Será sólo un momento. Aliu saluda aquí y allá y a veces, a los que reflejan interés en la mirada, me presenta como un amigo español que está de visita. Es sólo un momento, insiste. Al fin alcanzamos su despacho en el bajo de una casa disfrazada de tenderete, en pleno corazón del mercado. Es un cuartito pequeño que alberga dos mesas y un ordenador, suficiente mobiliario para gestionar los créditos por trescientos euros para sus asociados y llevar registro de las cuentas.
-Aquí está -me dice pulsando una tecla y rayando la pantalla con líneas y páginas que se suceden de abajo arriba-, éste es el libro en que hablo de los cuatro golpes de estado. Sé que correré peligro cuando lo publique...
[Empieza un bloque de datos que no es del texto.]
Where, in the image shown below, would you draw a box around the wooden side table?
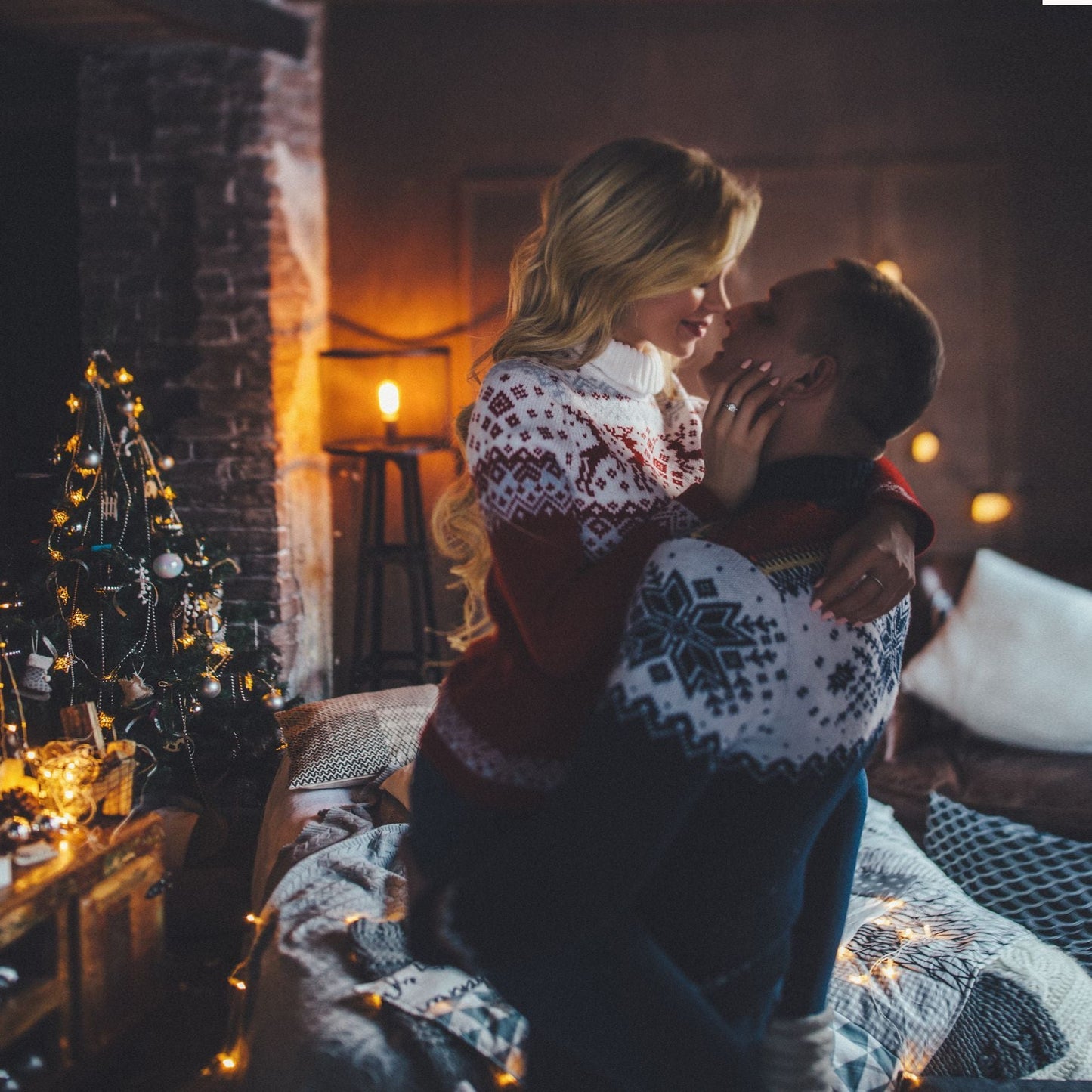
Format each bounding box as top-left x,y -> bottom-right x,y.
0,815 -> 165,1087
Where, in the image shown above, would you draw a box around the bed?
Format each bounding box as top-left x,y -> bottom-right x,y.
232,687 -> 1092,1092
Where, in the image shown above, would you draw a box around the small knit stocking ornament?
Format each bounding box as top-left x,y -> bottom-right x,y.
19,638 -> 57,701
760,1009 -> 835,1092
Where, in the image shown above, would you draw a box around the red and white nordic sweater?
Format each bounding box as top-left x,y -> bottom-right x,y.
420,342 -> 933,810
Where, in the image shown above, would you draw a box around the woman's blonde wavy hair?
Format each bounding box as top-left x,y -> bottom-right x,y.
432,137 -> 759,651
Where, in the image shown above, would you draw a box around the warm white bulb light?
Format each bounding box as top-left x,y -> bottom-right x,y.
910,432 -> 940,463
379,381 -> 402,422
876,258 -> 902,284
971,493 -> 1013,523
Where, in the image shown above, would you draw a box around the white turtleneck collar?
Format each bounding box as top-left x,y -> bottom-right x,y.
580,341 -> 665,398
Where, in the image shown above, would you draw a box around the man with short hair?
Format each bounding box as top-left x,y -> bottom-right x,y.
430,260 -> 942,1092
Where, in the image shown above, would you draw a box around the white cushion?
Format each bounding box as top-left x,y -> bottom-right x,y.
902,549 -> 1092,753
277,684 -> 439,788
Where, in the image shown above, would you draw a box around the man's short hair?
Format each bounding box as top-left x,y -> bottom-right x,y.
796,258 -> 945,447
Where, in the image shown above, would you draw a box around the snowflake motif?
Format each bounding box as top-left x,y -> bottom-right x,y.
623,566 -> 776,713
827,660 -> 857,694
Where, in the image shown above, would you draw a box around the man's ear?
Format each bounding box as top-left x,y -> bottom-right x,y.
781,355 -> 837,398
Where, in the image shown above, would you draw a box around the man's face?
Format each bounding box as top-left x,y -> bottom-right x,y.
699,270 -> 828,393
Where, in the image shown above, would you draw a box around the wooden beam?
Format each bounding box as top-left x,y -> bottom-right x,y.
0,0 -> 308,60
133,0 -> 308,60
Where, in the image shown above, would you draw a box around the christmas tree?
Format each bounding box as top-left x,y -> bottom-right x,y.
42,351 -> 285,796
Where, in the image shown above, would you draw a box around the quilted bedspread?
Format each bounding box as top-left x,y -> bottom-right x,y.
239,800 -> 1092,1092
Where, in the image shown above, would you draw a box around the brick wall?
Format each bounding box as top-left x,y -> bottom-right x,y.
79,5 -> 329,695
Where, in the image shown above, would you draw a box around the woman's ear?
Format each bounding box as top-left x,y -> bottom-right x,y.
781,354 -> 837,398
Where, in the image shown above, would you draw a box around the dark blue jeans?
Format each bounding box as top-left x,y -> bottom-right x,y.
410,756 -> 787,1092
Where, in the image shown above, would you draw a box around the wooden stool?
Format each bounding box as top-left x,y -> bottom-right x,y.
326,440 -> 441,690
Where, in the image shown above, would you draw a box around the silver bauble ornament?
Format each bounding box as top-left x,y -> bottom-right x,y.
201,676 -> 223,698
0,815 -> 34,843
152,554 -> 186,580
-¿Por qué has de correr peligro?
-Porque doy el nombre de los traidores y cuento cosas de los presidentes y ministros que hemos tenido... cosas como que cuando Nino Vieira veía desde su coche alguna muchacha que le gustaba, ordenaba a sus guardaespaldas que se la llevaran por la noche, o cómo hacía viajar constantemente a su secretario para poder visitar a la esposa cuando él estaba fuera cumpliendo sus órdenes, y cómo habiendo vuelto de un viaje antes de lo previsto, se encontró su propia casa rodeada por la guardia del presidente que no le dejó entrar. El jefe de la guardia le dijo que lo mejor que podía hacer era ir a trabajar un rato en su despacho de secretario de presidencia. A la mañana siguiente apareció muerto allí con un tiro en la sien, e hicieron correr la noticia de que se había suicidado. No hubo ninguna investigación, para qué, si todos sabían lo que ocurría. Todos, también los jueces que se lavaron las manos. Todos menos el secretario, que había seguido leal al presidente hasta una hora antes de su muerte.
Aliu sigue hablando cuando regresamos junto a Pathé y Ada, consiguiendo que los ojos de Pathé brillen de envidia como sólo brillan los ojos de alguien que pretende escribir un libro cuando se encuentran frente a quien lo tiene escrito.